El merino de Burgos me hizo entrega de Jimena y de los hijos del Cid cuando le presenté el documento firmado por el propio don Alfonso y confirmado por el canciller. La mujer y los niños estaban bien de salud, aunque los cuatro tenían el semblante triste y sombrío. Diego, un muchachito de trece años, no parecía mostrar ningún miedo, pero las dos niñas, similares como dos gotas de agua, se aferraban a las faldas de su madre con los ojos temerosos.
—¡Diego, qué alegría verte! ¿Cómo está mi esposo? —me preguntó Jimena.
—Don Rodrigo se encuentra bien, señora. Os espera en Elche.
—Me han dicho cosas horribles de él.
—No creáis ni una sola de esas mentiras. Vuestro esposo no ha hecho nada de lo que un caballero castellano deba avergonzarse.
—Algunos afirman que traicionó al rey.
—Eso es falso. Quien se atreva a sostener semejante infamia deberá enfrentarse con don Rodrigo en un juicio de Dios. Pero lo que ahora importa es vuestro estado y el de los niños; ¿cómo os encontráis, os han tratado bien?
—Sí. Nos detuvieron en Orbejón y hace unos días nos trasladaron aquí a Burgos. Nos han privado de libertad, pero el trato ha sido correcto.
—Debemos esperar a que don Rodrigo me envíe instrucciones. Entre tanto, os instalaréis en el monasterio de Cardeña con los niños; yo y mi escudero lo haremos en una posada de Burgos.
Llevé a Jimena y a los niños al cenobio de San Pedro y los dejé bajo la custodia del abad. Regresé a Burgos y me hospedé en la posada del Gallo Rojo, en donde le había dicho al escudero que envié a Elche que estaría aguardando sus noticias.
Pasaron varios días en los que no hice otra cosa que cabalgar por los helados campos de Burgos. Volví a recorrer los parajes por los que años atrás cabalgara con Rodrigo, por las aldeas de Vivar, Celadas y Ubierna. Visité a mis parientes y a mi hermano, que seguía al frente de los molinos del Ubierna, ahora propiedad del rey. Pasé con él el día de Navidad y juntos rezamos ante las tumbas de nuestros padres en la pequeña iglesia del pueblo.
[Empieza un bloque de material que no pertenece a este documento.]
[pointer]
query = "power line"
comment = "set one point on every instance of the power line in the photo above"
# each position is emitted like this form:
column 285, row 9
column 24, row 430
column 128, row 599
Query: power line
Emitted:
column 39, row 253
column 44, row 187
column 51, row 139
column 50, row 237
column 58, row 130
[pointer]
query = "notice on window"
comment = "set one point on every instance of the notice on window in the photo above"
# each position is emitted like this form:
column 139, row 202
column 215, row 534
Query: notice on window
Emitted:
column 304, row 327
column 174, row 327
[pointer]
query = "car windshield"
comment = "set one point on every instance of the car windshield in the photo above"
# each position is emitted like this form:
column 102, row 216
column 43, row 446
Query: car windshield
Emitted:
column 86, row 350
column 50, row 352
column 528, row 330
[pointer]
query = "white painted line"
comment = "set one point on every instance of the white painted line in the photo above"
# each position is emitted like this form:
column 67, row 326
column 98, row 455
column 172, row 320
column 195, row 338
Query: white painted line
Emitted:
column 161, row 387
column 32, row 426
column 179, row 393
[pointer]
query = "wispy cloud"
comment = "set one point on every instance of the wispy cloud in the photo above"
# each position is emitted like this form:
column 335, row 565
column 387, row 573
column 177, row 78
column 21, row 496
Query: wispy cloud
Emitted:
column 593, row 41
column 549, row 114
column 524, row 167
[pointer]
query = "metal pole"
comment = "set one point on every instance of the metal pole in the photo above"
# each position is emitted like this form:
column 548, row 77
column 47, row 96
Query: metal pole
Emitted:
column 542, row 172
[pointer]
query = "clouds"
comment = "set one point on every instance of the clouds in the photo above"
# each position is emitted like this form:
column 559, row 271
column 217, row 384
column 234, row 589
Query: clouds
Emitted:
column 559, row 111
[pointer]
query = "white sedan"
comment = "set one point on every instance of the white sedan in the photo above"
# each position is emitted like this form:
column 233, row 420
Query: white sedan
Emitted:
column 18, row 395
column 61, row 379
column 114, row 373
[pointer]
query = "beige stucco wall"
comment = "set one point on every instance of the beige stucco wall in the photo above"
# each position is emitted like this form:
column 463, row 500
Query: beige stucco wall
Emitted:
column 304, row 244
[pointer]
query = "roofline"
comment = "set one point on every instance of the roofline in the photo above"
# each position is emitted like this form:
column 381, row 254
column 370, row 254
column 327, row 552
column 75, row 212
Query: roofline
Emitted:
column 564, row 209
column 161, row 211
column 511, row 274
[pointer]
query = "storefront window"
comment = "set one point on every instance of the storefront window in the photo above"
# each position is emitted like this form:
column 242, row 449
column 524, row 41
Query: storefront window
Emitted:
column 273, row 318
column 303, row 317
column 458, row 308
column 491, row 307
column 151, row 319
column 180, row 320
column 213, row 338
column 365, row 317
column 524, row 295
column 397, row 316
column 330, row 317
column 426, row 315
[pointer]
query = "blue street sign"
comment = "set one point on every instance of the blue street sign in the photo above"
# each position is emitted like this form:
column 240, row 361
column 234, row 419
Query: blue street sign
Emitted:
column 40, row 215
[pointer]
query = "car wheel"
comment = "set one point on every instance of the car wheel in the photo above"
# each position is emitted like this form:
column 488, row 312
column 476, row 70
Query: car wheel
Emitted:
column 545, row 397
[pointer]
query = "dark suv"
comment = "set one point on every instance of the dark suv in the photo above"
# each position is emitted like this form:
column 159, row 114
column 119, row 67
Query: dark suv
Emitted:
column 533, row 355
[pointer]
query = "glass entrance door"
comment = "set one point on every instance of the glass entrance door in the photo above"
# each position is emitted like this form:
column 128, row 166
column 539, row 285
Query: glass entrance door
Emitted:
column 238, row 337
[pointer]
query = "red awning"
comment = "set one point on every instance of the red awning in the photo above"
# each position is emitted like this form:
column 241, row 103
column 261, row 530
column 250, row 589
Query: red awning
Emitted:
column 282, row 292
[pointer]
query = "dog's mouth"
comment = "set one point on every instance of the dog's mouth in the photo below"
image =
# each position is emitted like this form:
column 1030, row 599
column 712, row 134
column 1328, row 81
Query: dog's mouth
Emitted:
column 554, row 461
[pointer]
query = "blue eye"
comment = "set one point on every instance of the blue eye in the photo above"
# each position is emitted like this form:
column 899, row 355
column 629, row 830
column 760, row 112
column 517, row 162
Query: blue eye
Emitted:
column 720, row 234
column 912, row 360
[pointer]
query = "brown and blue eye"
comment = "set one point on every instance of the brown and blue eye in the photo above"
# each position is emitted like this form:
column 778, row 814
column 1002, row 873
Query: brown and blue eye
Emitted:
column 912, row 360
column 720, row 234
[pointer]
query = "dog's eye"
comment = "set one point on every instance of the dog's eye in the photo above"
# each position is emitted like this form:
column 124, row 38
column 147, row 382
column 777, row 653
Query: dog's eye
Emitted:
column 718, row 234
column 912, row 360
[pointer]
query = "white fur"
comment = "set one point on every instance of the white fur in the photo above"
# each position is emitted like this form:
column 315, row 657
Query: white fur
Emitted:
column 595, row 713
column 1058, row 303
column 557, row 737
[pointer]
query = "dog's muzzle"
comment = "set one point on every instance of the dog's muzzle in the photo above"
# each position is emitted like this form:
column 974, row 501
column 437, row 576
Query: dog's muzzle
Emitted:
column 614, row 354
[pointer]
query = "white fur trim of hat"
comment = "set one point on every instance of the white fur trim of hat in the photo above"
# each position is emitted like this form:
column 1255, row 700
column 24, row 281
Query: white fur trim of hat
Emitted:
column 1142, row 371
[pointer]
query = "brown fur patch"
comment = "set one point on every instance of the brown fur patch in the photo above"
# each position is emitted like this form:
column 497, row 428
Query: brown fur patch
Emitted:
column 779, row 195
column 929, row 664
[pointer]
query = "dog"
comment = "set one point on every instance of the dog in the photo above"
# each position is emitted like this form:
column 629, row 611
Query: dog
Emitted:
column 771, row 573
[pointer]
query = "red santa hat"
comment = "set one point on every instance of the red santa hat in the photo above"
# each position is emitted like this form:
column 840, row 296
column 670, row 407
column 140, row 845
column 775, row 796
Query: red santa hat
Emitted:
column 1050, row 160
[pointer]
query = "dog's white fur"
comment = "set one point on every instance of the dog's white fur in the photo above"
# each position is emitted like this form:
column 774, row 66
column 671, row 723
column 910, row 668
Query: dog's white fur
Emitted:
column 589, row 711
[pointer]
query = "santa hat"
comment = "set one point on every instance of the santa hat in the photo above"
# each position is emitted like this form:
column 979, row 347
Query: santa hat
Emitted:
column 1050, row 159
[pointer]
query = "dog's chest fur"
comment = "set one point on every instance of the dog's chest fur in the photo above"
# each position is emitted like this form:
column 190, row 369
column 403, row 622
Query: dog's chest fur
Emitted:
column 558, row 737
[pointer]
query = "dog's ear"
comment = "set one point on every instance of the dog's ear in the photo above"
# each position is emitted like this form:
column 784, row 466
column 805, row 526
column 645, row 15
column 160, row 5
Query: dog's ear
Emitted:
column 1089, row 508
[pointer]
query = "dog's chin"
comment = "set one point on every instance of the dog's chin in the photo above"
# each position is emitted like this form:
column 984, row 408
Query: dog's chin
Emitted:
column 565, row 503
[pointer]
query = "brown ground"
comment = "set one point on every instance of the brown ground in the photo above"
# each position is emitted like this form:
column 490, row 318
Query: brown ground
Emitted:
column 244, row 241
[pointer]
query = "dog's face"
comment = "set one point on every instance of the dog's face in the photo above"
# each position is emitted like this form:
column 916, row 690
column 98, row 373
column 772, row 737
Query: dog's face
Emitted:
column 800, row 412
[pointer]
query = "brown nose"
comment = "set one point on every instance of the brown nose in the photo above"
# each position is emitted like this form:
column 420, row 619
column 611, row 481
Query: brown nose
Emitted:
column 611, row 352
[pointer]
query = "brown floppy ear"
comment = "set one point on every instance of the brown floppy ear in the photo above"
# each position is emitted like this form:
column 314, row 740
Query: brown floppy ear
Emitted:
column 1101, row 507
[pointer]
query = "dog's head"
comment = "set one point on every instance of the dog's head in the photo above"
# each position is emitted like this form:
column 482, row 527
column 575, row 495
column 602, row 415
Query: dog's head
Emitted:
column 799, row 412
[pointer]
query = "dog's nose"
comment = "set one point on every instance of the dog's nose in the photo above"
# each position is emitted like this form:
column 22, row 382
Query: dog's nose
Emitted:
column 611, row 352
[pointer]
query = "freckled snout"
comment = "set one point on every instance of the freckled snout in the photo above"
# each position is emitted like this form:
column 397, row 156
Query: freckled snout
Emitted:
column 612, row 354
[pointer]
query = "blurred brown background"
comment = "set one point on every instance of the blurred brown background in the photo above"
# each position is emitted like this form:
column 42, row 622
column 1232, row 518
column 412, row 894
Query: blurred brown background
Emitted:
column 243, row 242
El olor a pan recién hecho y a las tajadas de tocino cociéndose en la olla con berros y cardo trajeron a mi memoria viejos recuerdos de la infancia; y lloré por no ser capaz de dibujar en mi mente los rasgos de los rostros de mis padres, que con el paso del tiempo se habían difuminado como el humo en el aire.
Era el día de Año Nuevo; la noche anterior había nevado más de un palmo y los niños jugueteaban tirándose bolas de nieve en la ribera del Arlanzón. Mi escudero y yo comíamos en la posada un reconfortante caldo de verduras con carne y un pan anisado. Los seis caballeros entraron en la estancia y enseguida nos localizaron.
—¡Don Diego! —exclamó uno de ellos.
—¡Amigos! —grité.
Nos abrazamos y les pedí que se sentaran junto a nosotros.
—Acabamos de llegar de Elche. El Cid nos envía para que os escoltemos: desea ver cuanto antes a su esposa y a sus hijos —dijeron.
—Estaréis agotados y hambrientos. ¡Posadero, posadero!, más caldo para estos caballeros, y pon un cabrito a asar, que bien se lo merecen.
Dimos buena cuenta del cabrito y de medio cántaro de vino tinto.
—Partiremos enseguida; aquí nada más tenemos que hacer.
—El Cid nos ha ordenado que leamos su reto en la plaza y en las puertas de Burgos, tomad.
Uno de nuestros caballeros me alargó un pergamino en el que Rodrigo juraba que no había cometido ninguna traición contra el rey y retaba a los que sostuvieran lo contrario a enfrentarse con él en duelo.
—Proclamaremos este juramento del Cid por toda la ciudad, pero me temo que no sirva de nada.
Al día siguiente así lo hicimos. Rodeado por los seis caballeros y por mi escudero, voceé el juramento y el reto de Rodrigo en la plaza de la catedral, en cada una de las esquinas de la calle Mayor y en todas las puertas de Burgos, y al fin lo entregué al merino, que lo recibió y lo guardó en un cajón de su archivo. Poco después pagué doce monedas de plata a un sayón para que pregonara el reto y el juramento de Rodrigo durante doce jueves seguidos, el día de mercado, en las puertas y en la plaza de la catedral.